Historic Plaster Conservation Services Limited reported recently that a plaster ceiling the company consolidated in 2009 was accidentally flooded with water in 2015 and yet still easily passed a structural load test. The testing revealed the water had no negative effect on the structural integrity of the plaster. The consolidation treatment process protected the ceiling from what may have otherwise been a great loss.
The 1850 Colonial Building is a Provincial Historic Site that is to be recommissioned as a museum of Newfoundland’s political history, and has been undergoing an ambitious restoration project coordinated by Stantec Architecture. The landmark building is the most significant in the province and is renowned for its intricately finished interior, particularly the ceilings of the Council Chamber and Assembly Room.
In 2009, HPCS was commissioned by the Newfoundland Tourism, Culture and Recreation Department to preserve the ceilings in these two grand rooms with a treatment method called ‘plaster consolidation’. The method involves the application of a polymeric binder (acrylic emulsion) to the reverse side of the plaster. The binder adheres the plaster to the wood lath substrate and saturates the plaster system, which is greatly strengthened.

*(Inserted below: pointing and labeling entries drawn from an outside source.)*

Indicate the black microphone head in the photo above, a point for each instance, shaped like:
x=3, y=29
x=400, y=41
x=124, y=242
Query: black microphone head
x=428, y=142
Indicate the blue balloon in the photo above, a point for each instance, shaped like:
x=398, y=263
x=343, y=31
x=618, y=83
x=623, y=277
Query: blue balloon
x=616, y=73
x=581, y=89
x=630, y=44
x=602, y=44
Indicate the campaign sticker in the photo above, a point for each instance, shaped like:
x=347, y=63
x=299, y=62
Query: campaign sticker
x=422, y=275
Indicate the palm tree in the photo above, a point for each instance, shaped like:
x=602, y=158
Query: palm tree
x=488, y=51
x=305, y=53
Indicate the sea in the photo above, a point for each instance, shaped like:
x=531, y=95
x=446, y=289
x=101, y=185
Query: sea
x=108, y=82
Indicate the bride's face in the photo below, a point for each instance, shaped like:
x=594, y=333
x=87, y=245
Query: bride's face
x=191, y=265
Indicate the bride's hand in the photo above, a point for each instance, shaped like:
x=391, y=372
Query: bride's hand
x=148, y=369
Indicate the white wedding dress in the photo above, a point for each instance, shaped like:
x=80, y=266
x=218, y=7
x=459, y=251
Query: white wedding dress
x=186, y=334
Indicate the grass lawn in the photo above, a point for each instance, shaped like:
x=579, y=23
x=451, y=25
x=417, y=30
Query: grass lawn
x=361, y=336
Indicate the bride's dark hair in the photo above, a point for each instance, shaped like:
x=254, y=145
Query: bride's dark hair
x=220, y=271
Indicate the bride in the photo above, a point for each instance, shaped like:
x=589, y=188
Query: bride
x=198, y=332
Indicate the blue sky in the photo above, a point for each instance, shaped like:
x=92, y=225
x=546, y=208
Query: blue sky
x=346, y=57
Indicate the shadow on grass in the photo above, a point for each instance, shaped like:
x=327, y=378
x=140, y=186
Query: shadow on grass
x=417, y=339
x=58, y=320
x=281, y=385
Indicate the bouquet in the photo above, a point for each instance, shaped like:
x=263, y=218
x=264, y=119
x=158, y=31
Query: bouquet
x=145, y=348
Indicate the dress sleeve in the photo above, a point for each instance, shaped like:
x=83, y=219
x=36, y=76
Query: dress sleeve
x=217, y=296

This treatment method was chosen because it could be applied from the reverse side of the ceiling without disturbing the important historic finishes in the rooms. HPCS and Stantec Architecture were joint recipients of an award from the Canadian Association of Heritage Professionals for the successful project.
In 2015, a number of very observable stains began to appear on the ceilings of both the Council Chamber and Assembly Room. HPCS was summoned to conduct an inspection and confirmed that the ceilings had been flooded with water. The stains were caused by water carrying dirt and soot from the attic through existing cracks in the plaster.
“We’ve been consolidating plaster ceilings since 1983,” said Eric Stewart, president of HPCS, based in Port Hope, Ontario. “But we’ve never encountered a flood like this on a ceiling we had already treated. This is the first time we’ve been asked to reassess consolidated plaster. We couldn’t determine how strong or intact the ceiling was in our traditional way. So we recommended an engineered ‘pull test’ to determine if the water had compromised the strength of the ceiling.”
The protocol for the test was developed in the United States by Dean Koga (Building Conservation Associates) and Ken Follett (Quality Restoration Works) who have experience in testing consolidated plaster ceilings. They developed a controlled method for quantifying the load-bearing capacity of ceilings of this construction.
At the outset, the decision was made to conduct the pull test on the Council Chamber ceiling because it had suffered the most water infiltration. It was determined that a safe load-bearing capacity for this particular type of ceiling plaster is approximately 30 pounds per square foot, which equates to the weight of the plaster plus a safety factor of five.
The pull-test revealed that the plaster could withstand 128 pounds per square foot before failure. The failure occurred within the plaster matrix itself but there was no failure of the bond between the plaster and wood lath. It was therefore concluded that the consolidated plaster, even after experiencing water infiltration, could support the weight of the plaster, plus a safety factor of at least 25 times.
“I was surprised and really happy with the results,” said Stewart. “The test provided us with some very positive information. First, our method of consolidation appears to improve the plaster’s resistance to water. And second, in this case the treated plaster’s structural integrity was not diminished by infiltration of water. We are very happy the province chose to consolidate the ceilings when they did because we’re pretty sure this would have been a much different story otherwise.”